A “universal flu vaccine” — one that protects against all, or most, influenza strains — would revolutionize flu prevention. Such a vaccine would lower morbidity and mortality rates, streamline vaccine production by eliminating the need for annual reformulation, and help guard against unexpected pandemic flu outbreaks.

In 2016, Neil King, a structural biologist at the University of Washington School of Medicine, began to pursue this ambitious goal using computational protein design, a new method for creating proteins with specific properties and functions made possible by technology pioneered by his colleague David Baker

David Baker (left) and Neil King (right) at the UW Medicine Institute for Protein Design. Both scientists are holding 3D-printed models of computationally designed protein assemblies.

Vaccines are substances that prepare the body’s immune system against a specific disease. They often use weakened or inactive parts of a pathogen (like a virus or bacteria) to stimulate the production of antibodies and other cellular changes that create long-term protection.

Traditional vaccine development methods can resemble cooking without a recipe — a process of trial and error.

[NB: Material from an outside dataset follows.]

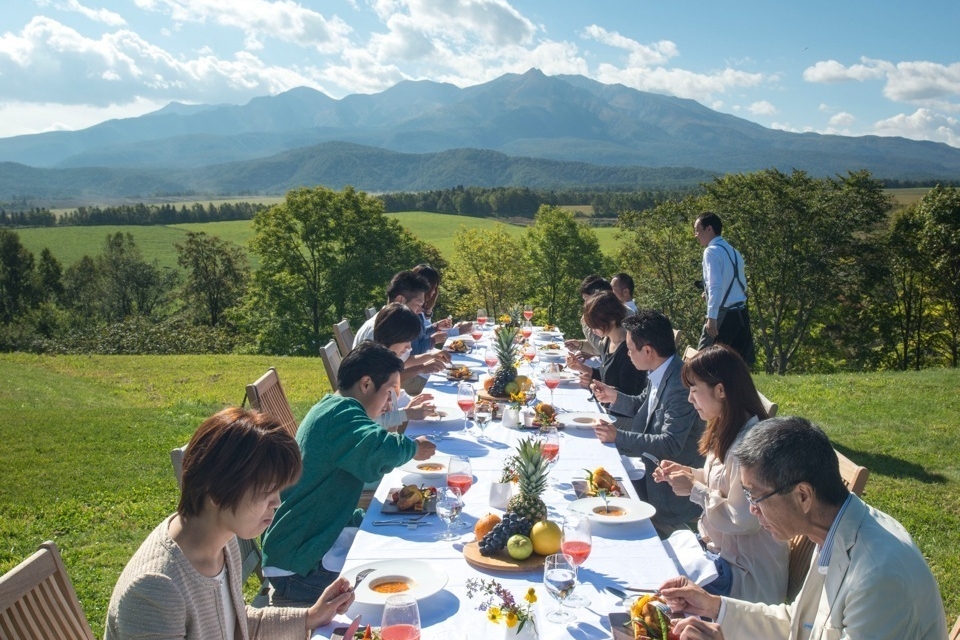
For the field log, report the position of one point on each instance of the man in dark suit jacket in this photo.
(664, 423)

Scientists experiment with various methods to render pathogens harmless or create specific viral proteins, aiming for a safe formula that can stimulate a desired immune response. While often effective, this vaccine creation strategy is unpredictable, time-consuming, and resource-intensive — like throwing spaghetti at a wall and hoping something sticks.

Computational protein design, by contrast, is more like using an advanced cooking simulator. Scientists use sophisticated software programs to design the perfect “recipe”: proteins that mimic parts of the virus or bacteria, carefully crafted to interact with the immune system in specific ways. While no tool to date can simulate the full complexity of an immune system, software can be used to optimize proteins before they are physically produced, allowing for adjustments and fine-tuning prior to real-world testing. Once the design looks promising on the computer, it’s brought into the lab. The result is unprecedented efficiency and efficacy in vaccine development.

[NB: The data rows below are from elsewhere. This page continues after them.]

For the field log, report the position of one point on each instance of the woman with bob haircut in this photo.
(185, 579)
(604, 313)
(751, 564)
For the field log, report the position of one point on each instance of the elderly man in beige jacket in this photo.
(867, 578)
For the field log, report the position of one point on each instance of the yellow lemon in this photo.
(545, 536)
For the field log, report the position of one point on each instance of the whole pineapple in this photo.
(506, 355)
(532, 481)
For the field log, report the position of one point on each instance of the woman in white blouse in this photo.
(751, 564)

Taking calculated bets with venture philanthropy 

In 2016, protein design was an emerging field with largely theoretical promise. Computational approaches to protein engineering were not yet mainstream in scientific research, and federal institutions typically favored projects with more established track records. Baker was gaining attention for his invention of Rosetta, a pioneering protein folding software package — work that would eventually earn him the 2024 Nobel Prize in Chemistry — and had secured some early and ongoing support from the Bill & Melinda Gates Foundation for vaccine development. Yet large-scale funding to directly improve Rosetta remained elusive. King, meanwhile, had spent over a year submitting flu vaccine development proposals to governmental grantmakers like the National Institutes of Health (NIH) without success. The innovative nature of their ideas seemed to work against them in the conservative world of federal funding. “What we were proposing was so new and so different that people didn’t quite know what to make of it,” King recalls.

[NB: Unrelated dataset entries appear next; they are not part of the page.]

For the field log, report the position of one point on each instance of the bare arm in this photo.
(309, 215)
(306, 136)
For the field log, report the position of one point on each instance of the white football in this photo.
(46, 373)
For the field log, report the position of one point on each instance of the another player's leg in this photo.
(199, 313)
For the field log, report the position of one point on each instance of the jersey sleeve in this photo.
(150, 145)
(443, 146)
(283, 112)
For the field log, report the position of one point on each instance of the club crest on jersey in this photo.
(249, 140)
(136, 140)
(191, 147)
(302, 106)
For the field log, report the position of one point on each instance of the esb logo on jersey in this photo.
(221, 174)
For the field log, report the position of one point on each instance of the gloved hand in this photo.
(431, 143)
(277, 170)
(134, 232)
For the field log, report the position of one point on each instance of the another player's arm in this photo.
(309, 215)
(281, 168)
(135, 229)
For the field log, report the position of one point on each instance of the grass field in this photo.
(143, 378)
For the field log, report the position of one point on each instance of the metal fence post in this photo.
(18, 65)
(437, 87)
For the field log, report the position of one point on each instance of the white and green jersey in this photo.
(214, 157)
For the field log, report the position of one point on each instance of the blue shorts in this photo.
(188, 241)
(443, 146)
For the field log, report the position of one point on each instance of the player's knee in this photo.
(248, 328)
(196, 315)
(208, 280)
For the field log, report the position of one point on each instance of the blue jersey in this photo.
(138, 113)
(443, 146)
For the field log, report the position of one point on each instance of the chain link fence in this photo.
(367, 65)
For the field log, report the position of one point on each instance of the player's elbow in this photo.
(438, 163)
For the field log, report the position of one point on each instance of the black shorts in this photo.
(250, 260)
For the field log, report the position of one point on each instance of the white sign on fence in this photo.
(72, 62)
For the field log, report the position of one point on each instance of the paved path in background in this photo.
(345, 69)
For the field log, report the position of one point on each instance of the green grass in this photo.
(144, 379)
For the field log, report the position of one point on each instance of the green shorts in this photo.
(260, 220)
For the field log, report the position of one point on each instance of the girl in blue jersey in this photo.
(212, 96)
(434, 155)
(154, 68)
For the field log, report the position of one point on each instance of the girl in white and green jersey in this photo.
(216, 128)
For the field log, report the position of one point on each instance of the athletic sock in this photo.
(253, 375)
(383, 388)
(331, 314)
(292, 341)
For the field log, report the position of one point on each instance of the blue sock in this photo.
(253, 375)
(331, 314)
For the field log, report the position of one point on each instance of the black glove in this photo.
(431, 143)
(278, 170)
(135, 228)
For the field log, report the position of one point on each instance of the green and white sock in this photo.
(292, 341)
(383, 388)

That’s when Open Philanthropy program officers Chris Somerville and Heather Youngs learned about the project at a small gathering convened by the Science Philanthropy Alliance to discuss the need for better influenza vaccines. Somerville and Youngs were open to backing Baker and King’s potentially transformative ideas. As self-described “venture philanthropists,” they embrace taking calculated risks, a practice that aligns with Open Philanthropy’s “hits-based giving” approach. “We have enough experience in science to see that completely new things can have a much bigger impact on progress than incremental things,” Somerville explains. “A large number of incremental discoveries is worthwhile, and that’s what federal agencies typically fund. But step changes can have a much bigger effect.

Somerville and Youngs, recognizing AI’s advancing contributions to science, especially in the realm of “rational design” — the deliberate creation of biomolecules with specific properties — made a two-part $11 million grant to advance Baker and King’s research. 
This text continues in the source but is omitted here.